Feral peacocks in a Canadian city near Vancouver aren’t known to harm humans but video shows them threatening parked luxury vehicles.

The peafowl have been troubling Surrey, British Columbia, for some time — the issue of the noisy birds was raised at a local advisory board meeting in January — but the controversy heightened last month when one resident was fined after cutting down a popular perching tree, according to news reports.

In one video, a peacock meanders around a black car parked on the street, appearing to eye its reflection.

“With the dark-coloured cars, they can see their reflection fairly clearly, so they mistake that as another peacock and have at it,” Sullivan Heights resident Ryan Cragg told CTV Vancouver. “They’ll get the front panel, the side panel, the rear panel and then work around to the other side.”

A former resident farmed the colorful relatives of the pheasant for fun and left some of them there when he moved away, The Canadian Press reported last month.

A decade later, the birds are annoying their human neighbors. Besides scratching up expensive cars, they are reported to block doorways, leave a mess where they roost on rooftops and keep people up at night.

“You couldn’t sleep. When my kids were babies and toddlers, they woke them up all the time,” a resident named Julie told the Press.

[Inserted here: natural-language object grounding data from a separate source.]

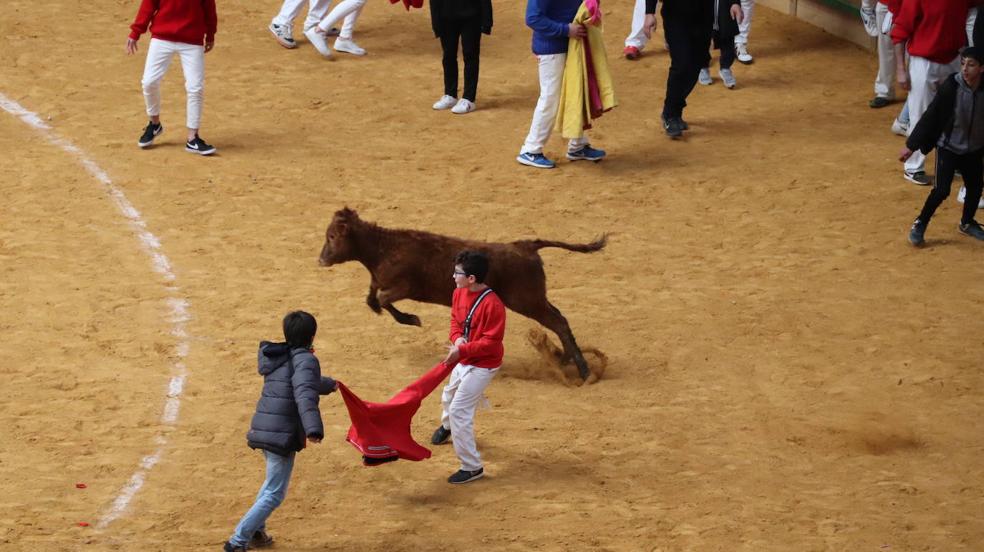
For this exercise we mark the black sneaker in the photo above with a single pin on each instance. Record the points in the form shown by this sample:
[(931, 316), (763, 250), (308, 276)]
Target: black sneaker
[(440, 436), (972, 229), (260, 540), (197, 145), (673, 127), (152, 131), (917, 232), (462, 476)]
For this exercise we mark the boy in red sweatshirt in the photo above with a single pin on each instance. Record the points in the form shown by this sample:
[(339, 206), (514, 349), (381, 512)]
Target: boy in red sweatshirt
[(177, 27), (933, 32), (478, 323)]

CTV reported the City of Surrey issues fines to people who feed the animals, but officials aren’t legally obligated to remove them.

Residents say the birds will keep plaguing the neighborhood until authorities take responsibility for the problem.

Roaming peacocks and peahens have been known to bother other residential neighborhoods. In 2014, someone or a group of people killed nearly 50 of the birds with BB guns, arrows and poison in the Los Angeles-area city of Rolling Hills Estates, where about 1,000 peacocks lived.

Those birds were also known to peck at vehicles, an animal protection investigator said at the time.